I have two dataframes that look like this:
df1
A B C
5 1 5
4 2 8
2 5 3
df2
A B C D
4 3 4 1
3 5 1 2
1 2 5 4
df1 and df2 share the same columns names except "D" which is only found in df2. What I would like to do is add D to df1 but fill all rows with "0"'s
In other words, if a column exists in df2 but it doesn't in df1, add that column to df1 but make all values in that column 0 (below)
df1
A B C D
5 1 5 0
4 2 8 0
2 5 3 0
I realize it would be very easy to add one column called "D" to df1 but this is just a dummy example when in reality I am dealing with much larger and many more dataframes. So, I am looking for a way to do this with a code I could implement in a loop or iteratively
CodePudding user response:
You can find the missing columns with Index.difference
.
Then there are a ton of ways to assign multiple columns with a static value to a DataFrame, so here's one where you unpack a dictionary where the keys are the column names and the values of that dict is the static value you want to assign.

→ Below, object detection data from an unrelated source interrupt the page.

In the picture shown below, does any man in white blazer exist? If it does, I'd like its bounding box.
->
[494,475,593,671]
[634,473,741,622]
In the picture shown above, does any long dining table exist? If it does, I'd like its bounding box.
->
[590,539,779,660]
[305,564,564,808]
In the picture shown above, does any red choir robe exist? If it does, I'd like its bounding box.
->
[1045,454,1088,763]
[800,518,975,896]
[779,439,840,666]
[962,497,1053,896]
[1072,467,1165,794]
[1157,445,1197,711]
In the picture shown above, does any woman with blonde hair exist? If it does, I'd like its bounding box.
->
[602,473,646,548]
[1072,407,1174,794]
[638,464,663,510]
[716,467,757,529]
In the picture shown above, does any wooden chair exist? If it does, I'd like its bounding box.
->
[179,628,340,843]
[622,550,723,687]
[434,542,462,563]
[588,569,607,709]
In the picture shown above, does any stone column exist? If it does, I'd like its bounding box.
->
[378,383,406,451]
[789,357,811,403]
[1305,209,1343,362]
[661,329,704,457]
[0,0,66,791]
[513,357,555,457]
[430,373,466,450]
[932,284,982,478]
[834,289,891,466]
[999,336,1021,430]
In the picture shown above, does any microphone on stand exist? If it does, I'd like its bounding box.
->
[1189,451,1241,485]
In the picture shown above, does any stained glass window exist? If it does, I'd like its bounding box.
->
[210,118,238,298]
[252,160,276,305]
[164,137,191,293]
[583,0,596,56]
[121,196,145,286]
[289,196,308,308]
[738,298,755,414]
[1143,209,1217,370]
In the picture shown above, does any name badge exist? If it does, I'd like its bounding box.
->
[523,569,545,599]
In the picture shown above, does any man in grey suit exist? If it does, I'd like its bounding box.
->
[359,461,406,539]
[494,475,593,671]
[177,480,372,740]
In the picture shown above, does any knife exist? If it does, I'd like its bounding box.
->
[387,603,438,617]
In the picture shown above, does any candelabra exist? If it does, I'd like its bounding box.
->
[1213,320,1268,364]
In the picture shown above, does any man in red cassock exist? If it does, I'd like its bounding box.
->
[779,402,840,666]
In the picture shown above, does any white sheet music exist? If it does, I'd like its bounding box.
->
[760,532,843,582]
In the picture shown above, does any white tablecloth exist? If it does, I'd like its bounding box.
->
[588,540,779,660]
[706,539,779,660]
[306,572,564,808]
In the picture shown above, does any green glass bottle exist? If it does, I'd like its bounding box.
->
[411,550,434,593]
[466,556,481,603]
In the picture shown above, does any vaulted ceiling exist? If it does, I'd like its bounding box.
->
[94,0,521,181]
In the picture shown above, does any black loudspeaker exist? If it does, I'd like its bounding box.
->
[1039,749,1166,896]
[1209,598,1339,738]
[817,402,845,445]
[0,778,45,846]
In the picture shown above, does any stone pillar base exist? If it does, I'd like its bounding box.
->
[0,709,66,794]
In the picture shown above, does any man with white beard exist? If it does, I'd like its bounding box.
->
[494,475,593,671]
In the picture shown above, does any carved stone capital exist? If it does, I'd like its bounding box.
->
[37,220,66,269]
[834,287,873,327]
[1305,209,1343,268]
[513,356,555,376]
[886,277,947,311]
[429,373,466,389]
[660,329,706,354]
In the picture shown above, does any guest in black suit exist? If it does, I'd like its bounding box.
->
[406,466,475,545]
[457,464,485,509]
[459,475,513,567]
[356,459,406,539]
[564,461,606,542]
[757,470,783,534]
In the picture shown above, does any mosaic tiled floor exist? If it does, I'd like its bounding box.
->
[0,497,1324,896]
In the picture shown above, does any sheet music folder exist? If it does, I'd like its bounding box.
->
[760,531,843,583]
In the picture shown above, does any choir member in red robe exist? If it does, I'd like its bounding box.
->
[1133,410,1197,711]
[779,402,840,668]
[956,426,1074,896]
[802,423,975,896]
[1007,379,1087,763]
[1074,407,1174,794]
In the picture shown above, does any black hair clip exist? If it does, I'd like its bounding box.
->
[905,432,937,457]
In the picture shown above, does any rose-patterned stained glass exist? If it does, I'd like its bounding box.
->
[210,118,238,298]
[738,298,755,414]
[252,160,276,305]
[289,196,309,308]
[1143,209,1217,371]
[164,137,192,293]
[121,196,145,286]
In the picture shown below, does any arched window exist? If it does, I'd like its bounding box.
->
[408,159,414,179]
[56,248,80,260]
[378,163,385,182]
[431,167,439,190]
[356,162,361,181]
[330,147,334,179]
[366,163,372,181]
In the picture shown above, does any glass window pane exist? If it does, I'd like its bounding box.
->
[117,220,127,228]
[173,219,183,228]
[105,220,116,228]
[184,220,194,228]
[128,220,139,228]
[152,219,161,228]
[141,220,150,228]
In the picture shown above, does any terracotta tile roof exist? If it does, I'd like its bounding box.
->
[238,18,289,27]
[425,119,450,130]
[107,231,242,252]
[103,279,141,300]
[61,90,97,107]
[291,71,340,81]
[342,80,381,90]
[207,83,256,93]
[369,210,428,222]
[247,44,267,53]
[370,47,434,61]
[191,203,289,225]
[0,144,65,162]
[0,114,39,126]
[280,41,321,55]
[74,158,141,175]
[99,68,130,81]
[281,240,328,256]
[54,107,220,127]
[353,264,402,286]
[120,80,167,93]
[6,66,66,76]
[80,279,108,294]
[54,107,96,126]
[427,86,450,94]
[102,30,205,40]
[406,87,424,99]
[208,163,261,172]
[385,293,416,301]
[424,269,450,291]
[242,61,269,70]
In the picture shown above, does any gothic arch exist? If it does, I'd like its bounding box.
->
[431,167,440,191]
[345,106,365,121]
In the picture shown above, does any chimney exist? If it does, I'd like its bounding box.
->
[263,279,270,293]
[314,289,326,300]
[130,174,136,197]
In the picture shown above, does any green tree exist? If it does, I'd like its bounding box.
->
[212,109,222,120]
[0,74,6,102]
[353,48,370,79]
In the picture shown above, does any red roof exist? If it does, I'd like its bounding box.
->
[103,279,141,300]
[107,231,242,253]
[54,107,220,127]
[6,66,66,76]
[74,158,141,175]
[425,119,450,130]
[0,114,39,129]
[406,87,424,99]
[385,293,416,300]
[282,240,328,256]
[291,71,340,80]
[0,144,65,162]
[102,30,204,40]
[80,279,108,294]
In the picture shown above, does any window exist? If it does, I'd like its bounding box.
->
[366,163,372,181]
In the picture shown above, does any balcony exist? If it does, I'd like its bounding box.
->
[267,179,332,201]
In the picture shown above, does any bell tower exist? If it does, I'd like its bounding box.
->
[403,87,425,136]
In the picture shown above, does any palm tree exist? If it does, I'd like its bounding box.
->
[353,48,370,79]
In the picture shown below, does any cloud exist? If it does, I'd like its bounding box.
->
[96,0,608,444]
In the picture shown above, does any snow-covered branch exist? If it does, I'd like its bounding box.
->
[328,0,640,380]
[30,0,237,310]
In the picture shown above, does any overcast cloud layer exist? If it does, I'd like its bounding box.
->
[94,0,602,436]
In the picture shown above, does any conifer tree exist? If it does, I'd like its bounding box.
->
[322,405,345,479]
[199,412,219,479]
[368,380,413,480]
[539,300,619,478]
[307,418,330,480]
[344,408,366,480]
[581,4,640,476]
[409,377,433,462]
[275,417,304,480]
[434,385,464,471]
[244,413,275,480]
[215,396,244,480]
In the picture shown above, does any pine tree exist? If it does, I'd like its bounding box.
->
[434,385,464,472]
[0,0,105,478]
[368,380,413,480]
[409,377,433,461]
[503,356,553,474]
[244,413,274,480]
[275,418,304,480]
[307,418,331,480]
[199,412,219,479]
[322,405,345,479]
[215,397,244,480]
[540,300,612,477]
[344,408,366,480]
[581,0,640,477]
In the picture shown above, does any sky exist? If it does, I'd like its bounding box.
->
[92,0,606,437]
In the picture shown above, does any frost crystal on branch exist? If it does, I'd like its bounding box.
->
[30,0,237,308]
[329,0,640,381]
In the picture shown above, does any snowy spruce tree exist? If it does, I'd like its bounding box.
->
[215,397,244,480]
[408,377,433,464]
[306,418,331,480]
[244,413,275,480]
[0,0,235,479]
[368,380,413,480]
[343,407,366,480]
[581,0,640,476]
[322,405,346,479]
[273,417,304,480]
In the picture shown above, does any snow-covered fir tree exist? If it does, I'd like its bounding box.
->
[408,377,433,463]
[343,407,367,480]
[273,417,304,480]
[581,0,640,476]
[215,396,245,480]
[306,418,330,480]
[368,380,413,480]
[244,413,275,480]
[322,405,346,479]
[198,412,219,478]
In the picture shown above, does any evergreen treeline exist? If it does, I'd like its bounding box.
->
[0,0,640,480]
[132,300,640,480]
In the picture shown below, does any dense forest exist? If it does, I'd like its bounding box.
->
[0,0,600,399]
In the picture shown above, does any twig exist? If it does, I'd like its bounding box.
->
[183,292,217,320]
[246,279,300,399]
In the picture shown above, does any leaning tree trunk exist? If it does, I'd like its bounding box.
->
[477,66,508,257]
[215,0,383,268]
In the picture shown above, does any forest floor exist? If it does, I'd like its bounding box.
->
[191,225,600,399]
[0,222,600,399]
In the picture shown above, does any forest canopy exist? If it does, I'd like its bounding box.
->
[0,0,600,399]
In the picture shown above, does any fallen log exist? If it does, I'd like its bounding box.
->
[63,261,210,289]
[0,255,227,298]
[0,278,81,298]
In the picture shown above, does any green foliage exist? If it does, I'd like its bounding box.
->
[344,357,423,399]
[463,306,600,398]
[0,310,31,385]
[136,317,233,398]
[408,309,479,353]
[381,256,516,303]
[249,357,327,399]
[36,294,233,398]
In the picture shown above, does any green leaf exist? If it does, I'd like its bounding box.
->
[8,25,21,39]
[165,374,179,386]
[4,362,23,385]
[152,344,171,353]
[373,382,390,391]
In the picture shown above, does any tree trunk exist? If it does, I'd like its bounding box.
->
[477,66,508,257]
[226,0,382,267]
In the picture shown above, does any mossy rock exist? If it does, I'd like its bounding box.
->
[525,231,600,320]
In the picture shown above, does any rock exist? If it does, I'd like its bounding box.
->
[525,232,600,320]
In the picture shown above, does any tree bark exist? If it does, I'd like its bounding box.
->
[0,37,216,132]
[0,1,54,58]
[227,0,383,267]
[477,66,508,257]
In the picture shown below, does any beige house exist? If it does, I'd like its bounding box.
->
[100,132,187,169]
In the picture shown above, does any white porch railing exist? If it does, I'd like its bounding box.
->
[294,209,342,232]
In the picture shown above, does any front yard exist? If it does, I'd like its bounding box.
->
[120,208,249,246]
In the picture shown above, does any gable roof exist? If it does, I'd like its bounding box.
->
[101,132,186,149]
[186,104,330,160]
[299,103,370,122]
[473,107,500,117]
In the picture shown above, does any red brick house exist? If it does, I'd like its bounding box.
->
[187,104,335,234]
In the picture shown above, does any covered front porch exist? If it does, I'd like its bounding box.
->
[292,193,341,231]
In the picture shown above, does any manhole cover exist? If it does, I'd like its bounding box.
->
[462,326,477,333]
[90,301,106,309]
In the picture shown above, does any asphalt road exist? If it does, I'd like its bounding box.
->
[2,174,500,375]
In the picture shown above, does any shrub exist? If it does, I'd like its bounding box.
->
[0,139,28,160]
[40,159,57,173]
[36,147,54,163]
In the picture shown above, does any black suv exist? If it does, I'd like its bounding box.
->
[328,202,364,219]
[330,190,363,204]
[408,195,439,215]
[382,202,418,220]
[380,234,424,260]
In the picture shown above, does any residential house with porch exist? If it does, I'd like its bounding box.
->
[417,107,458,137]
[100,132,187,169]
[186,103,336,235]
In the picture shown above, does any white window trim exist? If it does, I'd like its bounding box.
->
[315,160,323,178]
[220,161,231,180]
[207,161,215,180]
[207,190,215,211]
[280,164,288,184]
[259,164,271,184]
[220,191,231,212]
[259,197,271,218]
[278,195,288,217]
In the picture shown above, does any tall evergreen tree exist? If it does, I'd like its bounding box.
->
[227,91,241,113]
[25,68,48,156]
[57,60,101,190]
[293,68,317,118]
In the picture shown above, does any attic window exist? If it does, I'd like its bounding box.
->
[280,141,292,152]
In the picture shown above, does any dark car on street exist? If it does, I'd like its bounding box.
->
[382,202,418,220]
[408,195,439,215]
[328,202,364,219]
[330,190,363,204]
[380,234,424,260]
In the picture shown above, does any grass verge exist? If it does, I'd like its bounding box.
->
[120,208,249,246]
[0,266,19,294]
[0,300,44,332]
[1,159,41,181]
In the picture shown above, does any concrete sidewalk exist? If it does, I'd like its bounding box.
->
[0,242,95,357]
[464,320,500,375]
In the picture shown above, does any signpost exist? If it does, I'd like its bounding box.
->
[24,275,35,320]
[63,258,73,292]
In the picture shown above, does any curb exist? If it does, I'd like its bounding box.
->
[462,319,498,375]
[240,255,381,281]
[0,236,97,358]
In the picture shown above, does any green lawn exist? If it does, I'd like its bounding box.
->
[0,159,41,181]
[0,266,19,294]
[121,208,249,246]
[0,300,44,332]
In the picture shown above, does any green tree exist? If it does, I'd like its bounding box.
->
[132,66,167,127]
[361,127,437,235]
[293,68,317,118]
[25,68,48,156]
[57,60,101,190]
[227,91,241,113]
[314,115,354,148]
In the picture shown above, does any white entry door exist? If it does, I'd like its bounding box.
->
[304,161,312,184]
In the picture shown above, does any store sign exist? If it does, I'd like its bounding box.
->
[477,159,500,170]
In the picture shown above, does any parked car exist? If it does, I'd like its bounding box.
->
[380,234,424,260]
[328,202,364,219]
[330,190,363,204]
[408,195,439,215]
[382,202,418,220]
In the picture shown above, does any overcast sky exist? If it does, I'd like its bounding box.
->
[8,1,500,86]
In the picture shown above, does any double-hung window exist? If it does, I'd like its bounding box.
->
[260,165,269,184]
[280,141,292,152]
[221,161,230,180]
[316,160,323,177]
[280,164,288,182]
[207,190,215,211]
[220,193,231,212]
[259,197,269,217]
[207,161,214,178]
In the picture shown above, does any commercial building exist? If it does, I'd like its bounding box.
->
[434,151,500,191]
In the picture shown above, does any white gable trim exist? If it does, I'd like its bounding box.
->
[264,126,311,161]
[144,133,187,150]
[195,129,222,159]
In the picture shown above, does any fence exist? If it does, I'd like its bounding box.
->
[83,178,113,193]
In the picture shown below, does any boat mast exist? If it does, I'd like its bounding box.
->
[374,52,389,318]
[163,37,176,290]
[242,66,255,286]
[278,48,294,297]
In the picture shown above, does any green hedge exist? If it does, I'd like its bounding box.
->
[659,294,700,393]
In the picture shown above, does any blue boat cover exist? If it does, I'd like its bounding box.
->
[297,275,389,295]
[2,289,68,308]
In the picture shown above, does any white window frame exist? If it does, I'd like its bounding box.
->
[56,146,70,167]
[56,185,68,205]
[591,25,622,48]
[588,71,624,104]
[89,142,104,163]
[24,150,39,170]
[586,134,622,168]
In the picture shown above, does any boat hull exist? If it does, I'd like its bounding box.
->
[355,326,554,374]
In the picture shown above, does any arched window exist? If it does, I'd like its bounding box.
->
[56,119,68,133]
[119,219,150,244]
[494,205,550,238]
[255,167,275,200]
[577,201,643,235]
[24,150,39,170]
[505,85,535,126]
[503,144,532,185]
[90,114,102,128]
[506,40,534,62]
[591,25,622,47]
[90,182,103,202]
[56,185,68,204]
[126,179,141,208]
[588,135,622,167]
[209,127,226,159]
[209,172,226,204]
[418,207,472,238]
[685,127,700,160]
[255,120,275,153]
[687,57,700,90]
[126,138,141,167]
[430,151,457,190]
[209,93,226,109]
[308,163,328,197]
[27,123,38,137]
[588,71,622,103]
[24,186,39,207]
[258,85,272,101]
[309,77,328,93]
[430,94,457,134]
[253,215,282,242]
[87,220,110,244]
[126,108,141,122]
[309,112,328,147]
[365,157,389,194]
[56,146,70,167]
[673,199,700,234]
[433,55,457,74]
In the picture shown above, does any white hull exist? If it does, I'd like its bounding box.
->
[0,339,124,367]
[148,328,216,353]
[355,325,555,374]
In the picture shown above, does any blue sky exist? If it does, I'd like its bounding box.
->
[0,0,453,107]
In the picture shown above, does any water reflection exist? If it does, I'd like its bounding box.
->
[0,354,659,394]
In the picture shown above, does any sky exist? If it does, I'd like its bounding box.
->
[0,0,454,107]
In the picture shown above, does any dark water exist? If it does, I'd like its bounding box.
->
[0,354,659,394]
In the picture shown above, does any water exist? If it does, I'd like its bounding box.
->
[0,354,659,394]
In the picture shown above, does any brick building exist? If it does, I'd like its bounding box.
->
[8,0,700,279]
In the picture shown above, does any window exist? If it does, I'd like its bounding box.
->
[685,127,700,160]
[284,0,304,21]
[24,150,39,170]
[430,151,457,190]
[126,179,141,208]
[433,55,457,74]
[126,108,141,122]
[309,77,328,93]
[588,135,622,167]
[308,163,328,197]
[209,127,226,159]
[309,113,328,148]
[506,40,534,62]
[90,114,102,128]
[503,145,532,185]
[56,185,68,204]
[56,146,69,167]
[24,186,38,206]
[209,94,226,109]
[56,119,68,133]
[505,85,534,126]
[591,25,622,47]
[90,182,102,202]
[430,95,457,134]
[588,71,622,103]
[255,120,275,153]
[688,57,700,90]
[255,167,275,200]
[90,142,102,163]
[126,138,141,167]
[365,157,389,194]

df1 = df1.assign(**{x: 0 for x in df2.columns.difference(df1.columns)})
A B C D
0 5 1 5 0
1 4 2 8 0
2 2 5 3 0
CodePudding user response:
You can use DataFrame.add
with fill_value
:
print(df1.add(df2, fill_value=0))
Output:
A B C D
0 9 4 9 1.0
1 7 7 9 2.0
2 3 7 8 4.0
Note: This method will fill the existing nan in each dataframe with 0
as well.
CodePudding user response:
Try this:
df3 = df1.add(df2).fillna(0).astype(int)
Output:
>>> df3
A B C D
0 9 4 9 0
1 7 7 9 0
2 3 7 8 0
CodePudding user response:
You can reindex
one dataframe using columns from another one:
df1.reindex(df2.columns, axis=1, fill_value=0)